If we do a chi-square significance test, the difference between 13 of 100 and 9 of 100 is not enough for us to say we will see a big difference in the underlying populations. This could easily just be random variation. If I had taken the 100 older ballplayers from yesterday's work and looked at mortality exactly 10 years ago, 11 of that 100 would have been gone. Only 10 of the older football players from yesterday were gone as of March 2000. In other words, we have several samples that say about 10% of 25 year olds don't make it to 65.
Here's the thing. If instead we work with the period life tables conveniently provided by the Social Security Administration, we see that out of 100 American males in the 24-26 age range in 1960, we would expect 37 not to survive to 2010. If we took a similar sample from 1970, about 16 would not survive. In other words, both baseball players and football players show greater longevity than their peers in everyday life.

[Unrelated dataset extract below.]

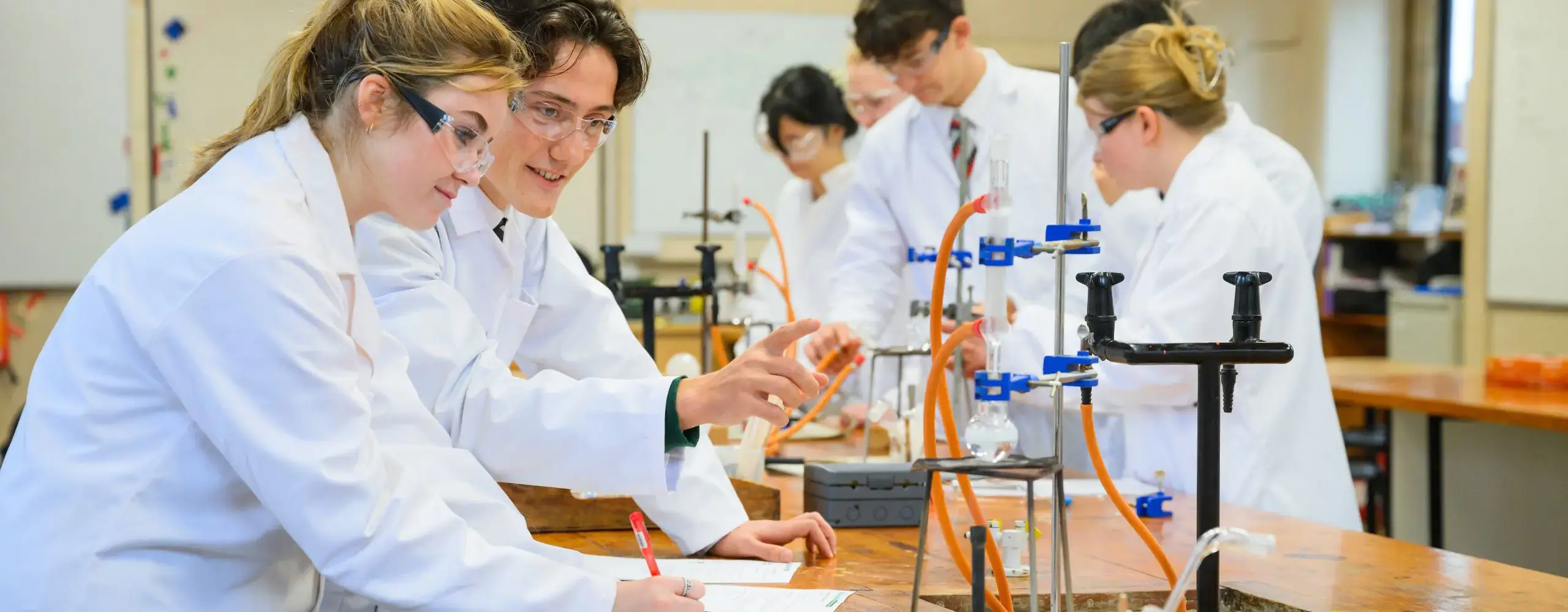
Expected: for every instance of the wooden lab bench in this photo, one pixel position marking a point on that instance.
(1463, 454)
(1314, 567)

Are these differences statistically significant? At the sample size of n=100, no. But at larger sample sizes, yes. That's a problem with statistics, and some folks like Dr. Deming considered it a major flaw. But whether the differences are significant or not, this data indicates that athletes actually have greater longevity on average.
Could my data have flaws? Yes. My sampling method might not be random enough, and it could be that Wikipedia and the Baseball-Reference.com and nfl.com have missed some obituary notices, which would mean I incorrectly numbered some dead ballplayers among the living. But the overall message is this. In this case, the news has taken completely bogus numbers to argue for the solution of a problem that doesn't exist. No matter what your political persuasion, you have to believe that this isn't the first time.